Alors quoi : les champions olympiques et paralympiques ne sont pas forcément les meilleurs athlètes ? Si, bien sûr ! Les meilleurs parmi ceux qui polluent le plus, mais certainement pas les meilleurs du monde, la pratique du sport en compétition n’échappant pas aux autres inégalités gigantesques de notre époque. Un exemple parmi 1000 : en Afrique, sur l’ensemble du continent, il y a moins de piscines publiques que dans seul un département français ! Compliqué pour s’entrainer, non ?
Ne nous voilons pas la face.

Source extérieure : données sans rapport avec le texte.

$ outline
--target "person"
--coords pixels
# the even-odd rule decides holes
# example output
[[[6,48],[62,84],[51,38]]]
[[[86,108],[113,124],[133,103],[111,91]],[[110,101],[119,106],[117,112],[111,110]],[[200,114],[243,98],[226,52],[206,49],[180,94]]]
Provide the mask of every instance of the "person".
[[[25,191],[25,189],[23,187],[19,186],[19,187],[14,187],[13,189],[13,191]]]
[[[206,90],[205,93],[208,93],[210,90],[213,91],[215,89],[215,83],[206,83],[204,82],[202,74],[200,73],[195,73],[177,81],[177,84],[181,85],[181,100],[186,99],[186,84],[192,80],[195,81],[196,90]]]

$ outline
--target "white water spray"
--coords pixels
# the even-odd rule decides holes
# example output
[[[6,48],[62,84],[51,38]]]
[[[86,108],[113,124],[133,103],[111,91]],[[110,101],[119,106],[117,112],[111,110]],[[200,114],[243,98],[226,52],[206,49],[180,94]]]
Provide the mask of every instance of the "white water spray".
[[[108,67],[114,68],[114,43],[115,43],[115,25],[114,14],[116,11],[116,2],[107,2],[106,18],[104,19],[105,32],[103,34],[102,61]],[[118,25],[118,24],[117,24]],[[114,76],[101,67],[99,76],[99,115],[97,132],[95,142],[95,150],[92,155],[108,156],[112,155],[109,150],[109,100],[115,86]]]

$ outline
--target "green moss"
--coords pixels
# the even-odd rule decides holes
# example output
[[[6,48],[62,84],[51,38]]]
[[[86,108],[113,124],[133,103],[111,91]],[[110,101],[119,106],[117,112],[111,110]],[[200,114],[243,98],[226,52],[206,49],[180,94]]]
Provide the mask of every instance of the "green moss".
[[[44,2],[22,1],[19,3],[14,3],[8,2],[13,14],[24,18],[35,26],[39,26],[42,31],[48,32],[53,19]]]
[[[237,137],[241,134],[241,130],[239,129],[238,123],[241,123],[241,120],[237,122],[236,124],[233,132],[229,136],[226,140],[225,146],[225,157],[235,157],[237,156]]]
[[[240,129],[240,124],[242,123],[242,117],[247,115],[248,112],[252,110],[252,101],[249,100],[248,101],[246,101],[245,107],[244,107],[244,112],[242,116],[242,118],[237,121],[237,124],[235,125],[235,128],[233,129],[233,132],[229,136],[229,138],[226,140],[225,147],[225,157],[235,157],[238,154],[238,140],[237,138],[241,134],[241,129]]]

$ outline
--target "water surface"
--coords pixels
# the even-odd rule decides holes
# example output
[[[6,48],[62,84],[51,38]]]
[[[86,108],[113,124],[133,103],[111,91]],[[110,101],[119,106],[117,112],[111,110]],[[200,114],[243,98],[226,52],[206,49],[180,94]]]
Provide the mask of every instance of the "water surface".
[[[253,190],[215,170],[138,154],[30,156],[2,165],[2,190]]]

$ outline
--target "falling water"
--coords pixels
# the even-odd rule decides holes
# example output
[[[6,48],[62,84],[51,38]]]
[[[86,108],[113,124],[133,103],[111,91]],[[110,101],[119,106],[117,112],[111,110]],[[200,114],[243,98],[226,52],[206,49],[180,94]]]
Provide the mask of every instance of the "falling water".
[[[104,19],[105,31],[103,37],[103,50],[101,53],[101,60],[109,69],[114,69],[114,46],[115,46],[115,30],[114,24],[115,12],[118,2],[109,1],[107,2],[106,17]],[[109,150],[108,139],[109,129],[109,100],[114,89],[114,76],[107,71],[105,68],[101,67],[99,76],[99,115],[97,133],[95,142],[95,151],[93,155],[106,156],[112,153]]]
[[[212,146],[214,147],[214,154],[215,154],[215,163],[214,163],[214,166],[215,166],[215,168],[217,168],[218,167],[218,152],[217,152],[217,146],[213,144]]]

La seule raison qui fait perdurer ces grand-messes sportives, ainsi que la multiplication des disciplines, tendent vers un seul objectif : la compétition commerciale, dont vont bénéficier quelques marques.
Fabrice Bonnifet
À l’heure où la planète commence à partir en fumée au sens propre du terme, avec des incendies et des sécheresses, des canicules et des événements météorologiques toujours plus catastrophiques, les seuls vrais records qui vont tomber dans les années à venir ne seront plus sportifs mais climatiques ! Ainsi, vendredi 9 juillet à Furnace Creek (USA), le nouveau record mondial de chaleur a été battu avec 54,4° C… le précédent datait du 16 août 2020. Un podium dont aucun pays ne tirera de fierté.
Dans ce contexte de pré-fin du monde, les JO sont-ils encore un "commerce émotionnel essentiel" ? On peut se poser légitimement la question, tant la débauche de moyens et de pollutions (plastiques, déplacements en avion, infrastructures au poids environnemental disproportionné par rapport à l’usage…) pour un événement si fugace apparaît de plus en plus comme incohérent au regard des priorités socio-environnementales planétaires. Ce "pognon de dingue" ne mériterait-il pas un meilleur usage qu’un héritage patrimonial post-JO, aussi souvent inutile que douloureux pour les finances publiques des pays hôtes ? On va nous rétorquer que l’esprit du sport prime, ainsi que le spectacle, la distraction des spectateurs, la beauté de la performance. Que parler de"limiter" ces spectacles-gabegie revient à brider le bonheur des gens, la liberté d’entreprendre et l’exploit humain. Ne nous voilons pas la face. La seule raison qui fait perdurer ces grand-messes sportives, ainsi que la multiplication des disciplines, tendent vers un seul objectif : la compétition commerciale, dont vont bénéficier quelques marques.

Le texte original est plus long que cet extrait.